Думаю, о таком княжестве, существовавшем в Италии до осени 1943 года, не подозревали даже искушенные в географии люди. Я тоже о нем узнал совершенно случайно. В записках епископа Таврического Гермогена, поведавшего о своих странствиях по Запорожскому краю в начале восьмидесятых годов позаминувшего столетия, когда речь зашла о городе Ногайске, нынешнем курортом Приморске, я обнаружил упоминание о некоем путешественнике Анатолии Демидове, побывавшем в Ногайске за несколько десятилетий до епископа. Заинтересовавшись, я решил выяснить, о ком идет речь.

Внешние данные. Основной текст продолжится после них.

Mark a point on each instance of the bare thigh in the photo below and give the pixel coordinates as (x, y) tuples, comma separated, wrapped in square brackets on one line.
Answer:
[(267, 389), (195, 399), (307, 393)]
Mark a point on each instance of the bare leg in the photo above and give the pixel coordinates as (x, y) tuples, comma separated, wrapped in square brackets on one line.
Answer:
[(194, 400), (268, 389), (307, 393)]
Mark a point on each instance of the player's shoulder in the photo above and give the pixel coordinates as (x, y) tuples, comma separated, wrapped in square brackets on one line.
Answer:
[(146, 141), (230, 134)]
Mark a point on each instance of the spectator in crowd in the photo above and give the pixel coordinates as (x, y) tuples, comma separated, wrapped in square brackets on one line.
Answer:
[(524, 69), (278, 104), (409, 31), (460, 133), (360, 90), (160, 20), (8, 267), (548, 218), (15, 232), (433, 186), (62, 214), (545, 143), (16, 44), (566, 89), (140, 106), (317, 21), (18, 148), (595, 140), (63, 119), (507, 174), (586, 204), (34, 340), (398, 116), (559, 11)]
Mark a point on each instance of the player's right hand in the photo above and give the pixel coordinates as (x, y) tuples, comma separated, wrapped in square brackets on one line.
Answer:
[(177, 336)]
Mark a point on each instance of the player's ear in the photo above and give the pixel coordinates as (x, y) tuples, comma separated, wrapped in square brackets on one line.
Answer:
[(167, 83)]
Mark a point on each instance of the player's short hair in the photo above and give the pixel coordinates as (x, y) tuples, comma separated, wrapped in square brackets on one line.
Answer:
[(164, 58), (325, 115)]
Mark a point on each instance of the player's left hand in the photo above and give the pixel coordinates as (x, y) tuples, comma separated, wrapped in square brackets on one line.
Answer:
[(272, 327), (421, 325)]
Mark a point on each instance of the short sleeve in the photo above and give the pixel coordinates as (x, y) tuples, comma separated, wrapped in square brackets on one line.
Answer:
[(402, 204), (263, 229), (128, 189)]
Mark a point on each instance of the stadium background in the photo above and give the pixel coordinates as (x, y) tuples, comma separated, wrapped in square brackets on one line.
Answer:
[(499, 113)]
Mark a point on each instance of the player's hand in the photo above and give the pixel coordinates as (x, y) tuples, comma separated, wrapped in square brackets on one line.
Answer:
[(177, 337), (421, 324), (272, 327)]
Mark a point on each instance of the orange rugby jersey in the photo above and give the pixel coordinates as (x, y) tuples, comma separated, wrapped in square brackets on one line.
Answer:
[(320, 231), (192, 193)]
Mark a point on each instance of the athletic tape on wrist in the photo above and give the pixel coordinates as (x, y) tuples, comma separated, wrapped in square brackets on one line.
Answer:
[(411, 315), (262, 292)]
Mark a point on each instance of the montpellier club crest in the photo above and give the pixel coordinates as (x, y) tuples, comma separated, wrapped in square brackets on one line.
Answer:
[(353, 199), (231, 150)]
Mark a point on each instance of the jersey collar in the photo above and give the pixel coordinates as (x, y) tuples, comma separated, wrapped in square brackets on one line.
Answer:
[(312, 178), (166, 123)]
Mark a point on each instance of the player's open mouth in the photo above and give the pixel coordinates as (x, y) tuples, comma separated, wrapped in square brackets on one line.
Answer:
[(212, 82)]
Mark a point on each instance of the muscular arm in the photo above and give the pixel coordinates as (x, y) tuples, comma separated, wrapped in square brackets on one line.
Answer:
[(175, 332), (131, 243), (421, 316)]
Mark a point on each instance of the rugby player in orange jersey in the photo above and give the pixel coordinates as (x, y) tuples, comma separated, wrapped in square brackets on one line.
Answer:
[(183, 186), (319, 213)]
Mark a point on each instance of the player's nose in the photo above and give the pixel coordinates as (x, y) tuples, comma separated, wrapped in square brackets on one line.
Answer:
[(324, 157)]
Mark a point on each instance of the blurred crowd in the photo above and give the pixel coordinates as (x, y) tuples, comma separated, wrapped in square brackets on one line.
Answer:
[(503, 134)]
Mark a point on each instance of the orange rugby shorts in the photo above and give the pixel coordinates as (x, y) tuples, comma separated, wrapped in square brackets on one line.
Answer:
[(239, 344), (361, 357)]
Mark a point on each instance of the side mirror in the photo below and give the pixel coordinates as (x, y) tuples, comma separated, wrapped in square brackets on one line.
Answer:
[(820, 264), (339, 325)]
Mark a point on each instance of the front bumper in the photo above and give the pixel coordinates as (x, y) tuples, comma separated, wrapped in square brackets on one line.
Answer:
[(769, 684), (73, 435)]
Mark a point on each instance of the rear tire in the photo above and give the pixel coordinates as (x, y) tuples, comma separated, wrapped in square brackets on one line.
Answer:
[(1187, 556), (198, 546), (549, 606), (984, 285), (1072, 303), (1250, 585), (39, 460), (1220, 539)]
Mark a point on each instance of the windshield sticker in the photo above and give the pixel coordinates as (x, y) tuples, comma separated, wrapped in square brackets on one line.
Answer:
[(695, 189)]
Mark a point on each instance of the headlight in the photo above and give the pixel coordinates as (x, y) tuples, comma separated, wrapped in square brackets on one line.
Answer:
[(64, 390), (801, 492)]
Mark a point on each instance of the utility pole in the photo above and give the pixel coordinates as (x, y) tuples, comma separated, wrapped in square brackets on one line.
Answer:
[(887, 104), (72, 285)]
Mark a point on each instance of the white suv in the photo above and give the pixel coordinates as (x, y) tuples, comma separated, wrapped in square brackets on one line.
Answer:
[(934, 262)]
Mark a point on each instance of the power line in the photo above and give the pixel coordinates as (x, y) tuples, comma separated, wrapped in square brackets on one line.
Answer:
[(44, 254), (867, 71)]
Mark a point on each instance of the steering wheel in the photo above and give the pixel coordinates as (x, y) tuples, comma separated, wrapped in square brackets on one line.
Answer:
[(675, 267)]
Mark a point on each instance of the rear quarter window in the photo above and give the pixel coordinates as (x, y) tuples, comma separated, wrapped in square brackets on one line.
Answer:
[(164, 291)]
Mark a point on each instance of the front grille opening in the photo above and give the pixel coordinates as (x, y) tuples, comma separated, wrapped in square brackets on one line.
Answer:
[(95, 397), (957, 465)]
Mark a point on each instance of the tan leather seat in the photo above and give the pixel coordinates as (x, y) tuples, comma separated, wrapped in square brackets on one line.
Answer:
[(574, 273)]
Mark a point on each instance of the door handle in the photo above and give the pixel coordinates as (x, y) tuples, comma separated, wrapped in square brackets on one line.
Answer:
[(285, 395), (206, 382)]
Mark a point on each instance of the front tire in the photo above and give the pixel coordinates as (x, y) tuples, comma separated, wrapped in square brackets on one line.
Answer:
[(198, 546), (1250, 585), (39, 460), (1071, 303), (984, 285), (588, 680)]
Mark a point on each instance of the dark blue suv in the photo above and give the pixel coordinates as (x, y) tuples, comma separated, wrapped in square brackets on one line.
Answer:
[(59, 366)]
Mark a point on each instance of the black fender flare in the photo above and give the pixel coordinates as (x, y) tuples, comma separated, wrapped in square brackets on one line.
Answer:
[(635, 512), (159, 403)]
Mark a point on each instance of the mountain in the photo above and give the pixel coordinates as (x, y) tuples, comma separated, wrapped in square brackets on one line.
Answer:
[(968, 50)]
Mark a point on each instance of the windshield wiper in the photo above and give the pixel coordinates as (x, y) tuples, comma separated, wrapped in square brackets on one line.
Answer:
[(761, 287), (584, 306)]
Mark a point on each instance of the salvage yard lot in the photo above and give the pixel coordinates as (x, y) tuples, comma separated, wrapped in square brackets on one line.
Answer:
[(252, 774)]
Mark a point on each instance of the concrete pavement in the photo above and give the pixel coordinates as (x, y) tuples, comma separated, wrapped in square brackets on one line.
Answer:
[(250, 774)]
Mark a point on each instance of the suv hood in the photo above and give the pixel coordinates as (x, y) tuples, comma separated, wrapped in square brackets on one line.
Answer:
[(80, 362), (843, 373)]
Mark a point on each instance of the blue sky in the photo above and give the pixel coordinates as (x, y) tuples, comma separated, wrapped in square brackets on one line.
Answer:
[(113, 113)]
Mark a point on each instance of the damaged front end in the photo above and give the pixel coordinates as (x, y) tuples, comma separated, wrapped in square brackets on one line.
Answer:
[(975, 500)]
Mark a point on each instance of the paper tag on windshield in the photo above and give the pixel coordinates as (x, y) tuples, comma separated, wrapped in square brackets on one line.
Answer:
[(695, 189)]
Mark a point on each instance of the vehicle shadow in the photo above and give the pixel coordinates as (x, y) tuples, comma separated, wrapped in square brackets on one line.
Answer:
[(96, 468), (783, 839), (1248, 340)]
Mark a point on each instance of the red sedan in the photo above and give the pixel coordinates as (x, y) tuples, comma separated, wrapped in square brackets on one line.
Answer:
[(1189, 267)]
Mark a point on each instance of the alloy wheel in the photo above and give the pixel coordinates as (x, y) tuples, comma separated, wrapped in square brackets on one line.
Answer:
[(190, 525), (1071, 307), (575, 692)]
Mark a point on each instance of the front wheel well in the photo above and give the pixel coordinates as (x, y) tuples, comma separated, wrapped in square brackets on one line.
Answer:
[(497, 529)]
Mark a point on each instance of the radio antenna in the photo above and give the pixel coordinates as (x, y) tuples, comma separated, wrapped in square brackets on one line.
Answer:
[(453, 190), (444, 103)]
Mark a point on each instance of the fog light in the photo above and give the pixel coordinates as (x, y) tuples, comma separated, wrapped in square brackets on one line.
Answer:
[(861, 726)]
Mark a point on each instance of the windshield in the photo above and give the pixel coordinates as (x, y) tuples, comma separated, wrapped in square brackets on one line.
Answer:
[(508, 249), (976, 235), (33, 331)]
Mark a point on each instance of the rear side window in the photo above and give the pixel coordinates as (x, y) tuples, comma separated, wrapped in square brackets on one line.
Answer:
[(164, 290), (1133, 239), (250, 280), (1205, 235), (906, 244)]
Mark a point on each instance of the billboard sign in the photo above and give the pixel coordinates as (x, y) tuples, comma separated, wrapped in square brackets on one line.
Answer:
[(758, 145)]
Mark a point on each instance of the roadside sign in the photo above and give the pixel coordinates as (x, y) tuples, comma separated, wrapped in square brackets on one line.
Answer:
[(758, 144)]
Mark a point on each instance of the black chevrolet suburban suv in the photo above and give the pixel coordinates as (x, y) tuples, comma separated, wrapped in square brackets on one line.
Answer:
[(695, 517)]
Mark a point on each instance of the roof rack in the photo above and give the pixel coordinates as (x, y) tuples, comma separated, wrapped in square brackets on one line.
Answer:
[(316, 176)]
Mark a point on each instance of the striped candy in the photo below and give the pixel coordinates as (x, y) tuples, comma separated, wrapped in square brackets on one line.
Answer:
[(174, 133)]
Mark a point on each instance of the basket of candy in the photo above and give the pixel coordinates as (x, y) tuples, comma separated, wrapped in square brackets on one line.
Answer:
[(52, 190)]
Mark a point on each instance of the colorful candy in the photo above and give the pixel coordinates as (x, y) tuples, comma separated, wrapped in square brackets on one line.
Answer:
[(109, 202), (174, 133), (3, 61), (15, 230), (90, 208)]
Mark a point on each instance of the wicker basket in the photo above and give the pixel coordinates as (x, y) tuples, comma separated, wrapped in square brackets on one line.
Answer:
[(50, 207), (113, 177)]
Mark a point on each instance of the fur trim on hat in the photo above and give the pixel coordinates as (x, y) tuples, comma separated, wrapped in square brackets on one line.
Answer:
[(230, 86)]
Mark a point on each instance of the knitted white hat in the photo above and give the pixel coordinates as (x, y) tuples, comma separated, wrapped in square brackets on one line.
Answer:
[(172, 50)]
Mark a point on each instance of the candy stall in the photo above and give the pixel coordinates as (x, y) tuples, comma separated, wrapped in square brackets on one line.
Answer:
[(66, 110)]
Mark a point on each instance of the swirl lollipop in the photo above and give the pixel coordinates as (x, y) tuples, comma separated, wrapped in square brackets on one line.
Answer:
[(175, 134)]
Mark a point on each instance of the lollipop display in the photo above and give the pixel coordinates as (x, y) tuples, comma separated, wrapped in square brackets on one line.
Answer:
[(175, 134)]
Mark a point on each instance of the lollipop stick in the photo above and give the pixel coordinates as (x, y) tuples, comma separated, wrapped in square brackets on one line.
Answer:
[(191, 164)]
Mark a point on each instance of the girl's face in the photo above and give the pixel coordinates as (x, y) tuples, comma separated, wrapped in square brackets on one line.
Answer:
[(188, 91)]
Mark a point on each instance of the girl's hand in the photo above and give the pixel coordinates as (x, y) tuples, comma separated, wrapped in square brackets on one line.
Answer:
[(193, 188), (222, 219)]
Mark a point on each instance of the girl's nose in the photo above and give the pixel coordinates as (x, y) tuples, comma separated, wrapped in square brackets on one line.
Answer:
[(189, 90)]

И выяснил, что Анатолий Демидов – выходец из известной и богатейшей семьи российских промышленников, за собственные деньги организовал в 1837 году первую научную экспедицию в Крым и Приазовье. А затем впечатления о поездке и приключениях в степях Приазовья описал в изданной в Париже книге «Путешествие в Южную Россию и Крым». Почему в Париже? А потому, что его сиятельство князь Сан-Донато, а именно такой титул носил потомок промышленников, не говорил по-русски. При том, что человеком был весьма одаренным: состоял членом как Санкт-Петербургской академии наук и искусств, так и Парижской, Мюнхенской и Стокгольмской академий. Что еще любопытно: будучи весьма не бедным человеком, именно он заказ художнику Карлу Брюллову его самую известную картину «Последний день Помпеи». А, после того, как она была завершена, выкупил картину у художника за 40 тысяч франков и подарил ее российскому императору Николаю Первому, с которым очень хотел найти общий язык – дружбу мечтал с ним завести. Но, увы, это князю так и не удалось сделать. Николай не только не признал его титула, заявив однажды, что князем пусть его ключница величает, а не он, император, но и потом, при разводе князя принял сторону… брошенной им супруги, приходившейся племянницей самому Наполеону Бонапарту. А ее мать была… двоюродной сестрой императора Николая Первого.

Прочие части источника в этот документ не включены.